I have never experienced a true-blue Cardinals rebuild, and most people reading this haven’t either. It’s not that the Cardinals haven’t had interesting young players, but it is rare that those interesting young players are the primary, and arguably the only, attraction. JJ Wetherholt, a player I’ve never watched play a full baseball game and could not pick out of a police lineup if he were wearing his Memphis Redbirds uniform, is suddenly the most important person in determining how fun of a year I have as a baseball fan in 2026. I think back to September 8, 1998, a day most famous to Cardinals fans for Mark McGwire hitting his record-breaking 62nd home run of the season but which also saw the MLB debut of J.D. Drew–2026 is a year in which that extremely secondary highlight might be the best we get.

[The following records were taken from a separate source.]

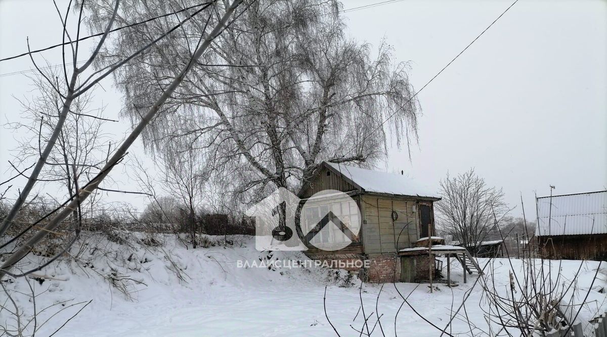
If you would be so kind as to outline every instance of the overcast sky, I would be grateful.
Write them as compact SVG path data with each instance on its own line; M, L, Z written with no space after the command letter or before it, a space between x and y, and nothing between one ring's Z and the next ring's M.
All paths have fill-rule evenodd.
M344 7L378 2L348 0ZM410 63L410 80L419 90L511 3L405 0L345 15L353 38L374 46L387 39L395 56ZM0 58L26 51L28 36L33 49L61 42L52 2L0 0ZM44 56L50 64L60 60L58 51ZM520 0L419 94L424 114L412 160L406 149L393 149L379 168L402 169L436 187L447 172L474 168L489 185L503 188L507 202L516 206L514 215L521 214L522 194L529 218L534 193L549 194L550 185L556 194L605 189L606 63L607 2ZM2 124L19 118L13 96L31 95L24 74L3 74L31 67L26 58L0 63ZM95 103L118 118L120 95L110 81L103 86ZM129 127L121 120L110 129L120 135ZM4 180L12 174L7 160L19 135L4 128L0 132ZM143 155L140 146L131 152ZM128 185L123 172L115 173Z

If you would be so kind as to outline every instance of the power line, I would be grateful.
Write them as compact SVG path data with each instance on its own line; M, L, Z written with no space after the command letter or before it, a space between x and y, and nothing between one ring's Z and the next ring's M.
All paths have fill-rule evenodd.
M127 26L123 26L123 27L119 27L118 28L115 28L114 29L112 29L112 30L110 30L109 32L110 33L113 33L114 32L117 32L117 31L120 30L121 29L124 29L125 28L129 28L129 27L134 27L134 26L135 26L143 24L144 24L144 23L149 22L150 21L153 21L154 20L155 20L155 19L160 19L160 18L164 18L166 16L169 16L170 15L173 15L174 14L177 14L177 13L181 13L182 12L185 12L186 10L191 10L191 9L194 9L194 8L199 7L200 6L203 6L203 5L208 5L209 4L214 2L214 1L215 0L214 0L213 1L207 1L206 2L203 2L202 4L198 4L197 5L194 5L193 6L190 6L189 7L185 8L183 9L181 9L181 10L177 10L177 11L175 11L175 12L173 12L172 13L167 13L167 14L163 14L162 15L159 15L158 16L155 16L154 18L151 18L150 19L148 19L147 20L144 20L143 21L140 21L140 22L136 22L136 23L134 23L134 24L131 24L127 25ZM84 41L86 39L90 39L91 38L94 38L95 36L100 36L103 35L104 33L105 33L105 32L103 32L103 33L97 33L97 34L93 34L92 35L89 35L88 36L85 36L84 38L81 38L77 39L77 40L73 41L71 41L71 42L69 41L69 42L66 42L66 43L59 43L58 44L55 44L55 45L51 46L50 47L47 47L46 48L42 48L42 49L37 49L36 50L32 50L32 52L28 52L27 53L23 53L22 54L19 54L18 55L15 55L15 56L10 56L10 57L7 57L7 58L5 58L0 59L0 62L2 62L2 61L7 61L7 60L13 60L14 58L22 57L22 56L27 56L27 55L30 55L30 54L34 54L34 53L39 53L41 52L44 52L44 51L46 51L46 50L49 50L52 49L53 48L56 48L58 47L61 47L62 46L66 46L66 45L67 45L67 44L71 44L74 43L75 43L76 41ZM28 71L29 71L29 70L28 70ZM5 74L2 74L2 75L5 75Z
M332 15L332 14L336 14L336 13L350 13L350 12L356 12L357 10L363 10L363 9L370 9L370 8L373 8L373 7L375 7L382 6L382 5L387 5L387 4L393 4L393 3L396 3L396 2L399 2L401 1L404 1L404 0L387 0L387 1L381 1L381 2L376 2L375 4L368 4L368 5L362 5L362 6L358 6L358 7L352 7L352 8L350 8L350 9L344 9L344 10L338 10L338 11L333 12L333 13L328 13L328 14L323 14L323 15L319 15L319 16L317 16L316 17L322 16L324 15ZM202 6L202 5L208 4L210 2L211 2L212 1L207 2L204 2L204 3L202 3L202 4L199 4L198 5L194 5L193 6L191 6L191 7L188 7L188 8L186 8L186 9L183 9L182 10L178 10L178 11L176 11L176 12L174 12L172 13L169 13L168 14L164 14L164 15L160 15L160 16L155 16L154 18L152 18L151 19L148 19L144 20L143 21L141 21L141 22L139 22L125 26L123 26L123 27L120 27L118 28L116 28L115 29L112 29L112 30L110 30L110 32L112 33L112 32L117 32L117 31L120 30L121 29L124 29L125 28L129 28L129 27L134 27L134 26L138 26L138 25L140 25L140 24L144 24L144 23L147 23L148 22L155 20L157 19L160 19L160 18L164 18L165 16L168 16L169 15L172 15L174 14L181 13L182 12L189 10L189 9L193 9L193 8L195 8L195 7L200 7L200 6ZM312 18L314 18L314 16L312 16ZM86 40L86 39L89 39L89 38L94 38L95 36L99 36L103 35L103 34L104 34L103 33L97 33L97 34L93 34L92 35L89 35L88 36L81 38L78 39L77 41L81 41ZM29 55L30 53L34 54L34 53L40 53L41 52L44 52L44 51L46 51L46 50L53 49L56 48L58 47L61 47L62 46L65 46L65 45L70 44L71 43L73 43L73 42L76 42L76 41L72 41L72 42L66 42L66 43L59 43L58 44L55 44L53 46L51 46L50 47L47 47L46 48L42 48L41 49L37 49L36 50L32 50L31 52L27 52L27 53L23 53L22 54L18 55L15 55L15 56L10 56L10 57L7 57L7 58L5 58L0 59L0 62L2 62L2 61L7 61L7 60L13 60L13 59L18 58L19 58L19 57L23 57L23 56L27 56L27 55ZM82 63L84 63L84 61L80 61L77 62L76 64ZM69 64L67 64L66 65L71 65L71 64L72 64L72 63L69 63ZM58 67L58 66L62 66L62 65L61 64L57 64L57 65L55 65L55 66L49 66L48 67L45 67L44 68L41 68L41 69L47 69L52 68L52 67ZM33 72L33 71L35 71L35 70L36 70L36 69L26 69L26 70L18 70L18 71L15 71L15 72L10 72L10 73L2 73L2 74L0 74L0 78L4 77L5 76L10 76L10 75L12 75L22 74L22 73L27 73L27 72Z
M508 10L510 10L510 9L512 8L512 6L514 6L515 5L515 4L516 4L518 2L518 0L515 0L515 1L514 2L512 2L512 4L510 4L509 6L508 6L508 7L506 8L506 10L504 10L504 12L503 12L501 13L501 14L499 16L498 16L495 20L493 20L493 21L492 22L491 22L490 24L489 24L488 26L487 26L487 28L485 28L483 30L483 32L481 32L481 33L479 34L478 36L477 36L476 38L475 38L474 39L473 39L472 42L470 42L469 44L468 44L468 45L466 46L465 48L464 48L463 49L462 49L462 50L461 52L459 52L459 53L458 55L455 55L455 57L453 58L453 59L451 61L450 61L449 63L447 63L446 66L445 66L444 67L443 67L443 69L440 70L440 71L439 71L438 73L436 73L436 75L435 75L432 78L430 79L429 81L428 81L427 82L426 82L426 83L425 84L424 84L424 86L422 86L421 89L419 89L419 90L418 90L417 92L416 92L415 94L413 94L413 95L410 98L409 98L409 100L407 100L407 101L403 104L403 106L409 104L409 102L410 102L414 98L415 98L415 97L417 97L418 94L419 94L420 92L421 92L422 90L424 90L424 89L426 88L426 87L428 86L428 84L429 84L432 81L434 81L434 79L436 78L436 77L438 77L438 75L441 75L441 73L443 73L443 72L444 71L444 70L446 69L447 67L449 67L449 66L450 66L451 64L453 63L453 61L455 61L458 57L459 57L460 55L461 55L463 53L464 53L464 52L465 52L467 49L468 49L468 48L469 48L470 46L472 46L473 43L474 43L475 42L476 42L476 40L478 40L479 38L480 38L483 34L485 33L486 32L487 32L487 30L489 30L489 29L491 28L491 26L492 26L493 25L493 24L495 24L496 22L497 22L497 21L499 20L500 18L501 18L504 14L506 14L506 13L507 12L508 12ZM395 116L395 115L396 115L396 114L398 114L401 110L401 109L402 108L399 108L399 109L397 109L396 111L395 111L394 112L393 112L392 114L391 114L390 116L388 116L388 118L386 118L385 120L384 120L384 121L382 121L379 125L378 125L376 128L375 128L375 129L373 129L373 131L371 131L371 132L367 134L367 135L371 134L373 132L375 132L378 129L379 129L380 128L382 127L384 124L385 124L388 121L389 121L390 120L390 118L392 118L392 117L393 117ZM361 143L363 143L363 142L364 142L364 141L365 140L365 138L366 138L366 137L363 137L362 141L361 142ZM340 146L340 148L341 148L341 146Z
M86 60L78 61L78 62L76 63L76 65L82 64L83 63L84 63L85 62L86 62ZM70 62L69 63L66 63L66 66L71 66L72 64L73 64L73 63L72 63L72 62ZM63 64L55 64L54 66L48 66L47 67L39 67L38 69L40 69L41 70L46 70L46 69L50 69L51 68L56 68L57 67L61 67L61 66L63 66ZM33 71L35 71L35 70L37 70L38 69L27 69L27 70L18 70L18 71L16 71L16 72L9 72L9 73L3 73L3 74L0 75L0 78L4 77L5 76L10 76L12 75L17 75L17 74L25 73L27 72L33 72Z

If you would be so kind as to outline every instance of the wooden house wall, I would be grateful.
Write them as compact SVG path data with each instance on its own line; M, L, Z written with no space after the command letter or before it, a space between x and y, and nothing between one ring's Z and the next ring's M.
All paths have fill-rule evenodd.
M329 175L327 175L327 171L330 172ZM342 192L350 192L356 189L352 184L346 182L341 177L331 172L327 168L323 168L314 177L307 188L299 196L299 197L309 198L314 195L314 193L325 189L336 189Z
M419 239L418 200L365 194L361 196L361 202L365 253L396 253L413 247ZM396 221L392 220L393 211L398 214Z

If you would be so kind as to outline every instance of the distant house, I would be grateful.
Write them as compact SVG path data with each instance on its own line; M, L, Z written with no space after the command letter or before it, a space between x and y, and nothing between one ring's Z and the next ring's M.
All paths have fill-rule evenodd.
M537 198L535 236L548 258L607 259L607 191Z
M299 197L306 200L327 189L346 192L356 202L361 216L361 231L352 237L351 243L337 251L324 251L307 244L307 255L325 260L367 260L370 262L368 268L353 271L370 282L407 279L406 275L401 277L398 251L415 247L421 238L434 234L433 203L440 198L402 174L327 162L303 186ZM338 205L334 206L343 208ZM340 214L347 216L348 211L342 209ZM427 271L430 264L434 264L434 259L430 259L427 254L412 259L413 265L407 264L407 270L413 268Z

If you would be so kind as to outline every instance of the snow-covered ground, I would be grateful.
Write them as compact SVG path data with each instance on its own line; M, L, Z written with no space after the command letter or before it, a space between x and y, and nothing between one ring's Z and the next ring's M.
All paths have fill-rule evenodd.
M377 315L381 316L381 327L375 327L373 335L382 336L382 330L385 336L434 336L440 333L403 304L398 291L408 296L408 302L420 315L443 328L449 320L452 308L456 310L477 277L476 274L469 276L468 283L464 284L461 266L452 264L452 279L459 283L456 287L438 285L433 293L429 292L427 284L390 284L382 288L381 285L364 284L360 288L356 279L347 282L343 271L316 267L239 268L239 260L260 264L268 257L270 260L305 259L299 252L274 252L270 257L255 250L250 237L228 247L195 250L186 249L173 237L168 236L164 240L163 247L135 245L129 248L101 240L87 246L80 255L80 262L63 262L39 272L55 279L46 279L41 284L32 282L36 294L43 293L36 298L38 310L68 302L65 306L58 304L39 315L38 325L60 308L92 299L55 336L335 336L324 309L326 286L327 314L341 336L359 336L351 325L356 330L363 325L362 298L365 315L371 315L369 321L375 324ZM32 263L38 259L30 258ZM482 266L486 261L480 259L479 262ZM490 267L495 287L506 288L510 282L510 264L501 259L493 262ZM561 276L571 277L580 263L563 261L560 265ZM513 264L515 272L521 274L521 261L515 260ZM585 294L598 266L596 262L583 262L577 280L579 293ZM175 268L181 270L183 280L174 271ZM553 262L552 268L558 270L558 262ZM129 296L104 278L112 273L114 279L127 277L118 284L126 285L124 290ZM606 275L607 266L602 265L599 279L586 300L588 305L579 318L582 321L587 322L594 313L607 308L603 290L607 287ZM13 294L20 311L25 313L22 321L27 321L32 303L28 296L13 291L30 293L29 287L22 279L5 285ZM477 284L466 307L469 319L480 328L487 326L481 309L487 303L481 294ZM10 303L2 302L11 308ZM42 325L36 335L48 336L82 305L61 311ZM0 313L0 322L15 324L5 310ZM472 335L466 332L469 330L467 322L456 319L447 331Z

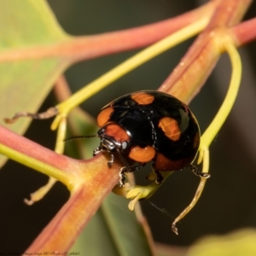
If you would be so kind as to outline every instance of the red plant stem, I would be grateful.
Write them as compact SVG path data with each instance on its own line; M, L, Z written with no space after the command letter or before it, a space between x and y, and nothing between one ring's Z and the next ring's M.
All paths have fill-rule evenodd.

Some will try to argue that the highest-paid Cardinals player is now Dustin May, but don’t believe that–the highest Cardinals player is still Nolan Arenado (as a delightful graph in Michael Baumann’s FanGraphs writeup of the trade notes, his share paid by the Rockies and his share paid by the Diamondbacks would each be the fourth-highest paid player on the Cardinals as it currently stands). The gap may continue to grow–#3 Lars Nootbaar and especially #2 Brendan Donovan have been subject to their share of trade rumors, as well. The Cardinals prior to today already dispatched with two players whose salaries towered over anybody still on the Cardinals, Sonny Gray and Willson Contreras.
The absurdity is that the Cardinals probably aren’t that much worse than they were in 2025. Contreras, as infectious as his intensity was, had a somewhat unexceptional bat relative to his position once he moved from catcher to first baseman. Gray, although better by peripheral statistics than his earned-run average would suggest, is entering his age-36 season and has become increasingly susceptible to allowing his share of dingers. Arenado’s contract and expectations were typically weighed against him to an extent that he arguably became somewhat underrated in his later seasons, but given his age and decline, it’s very plausible that he is replaced at third base by a superior Nolan in 2026. Also, Miles Mikolas isn’t on the Cardinals anymore.
But this is a team that has effectively stripped itself of anything that could reasonably be considered a Star in the “gets the attention of casual baseball fans” sense. The lack of NBA or NFL team makes it more of a challenge, but is any major sports city in the country as starved for star power as St. Louis now is? The big name is probably Jordan Binnington, the Blues goalie that has been one of the worst goaltenders in the NHL this season. There is a part of me that is genuinely excited for what comes next, because for whatever star power the St. Louis Cardinals now lack, they seem to understand much better than in years past exactly what they are–they are not a great team or even a good team, but they are trying to determine their path forward to becoming one. But in the meantime, this summer is going to be a test of our patience that we haven’t experienced in decades, if in our lifetimes at all.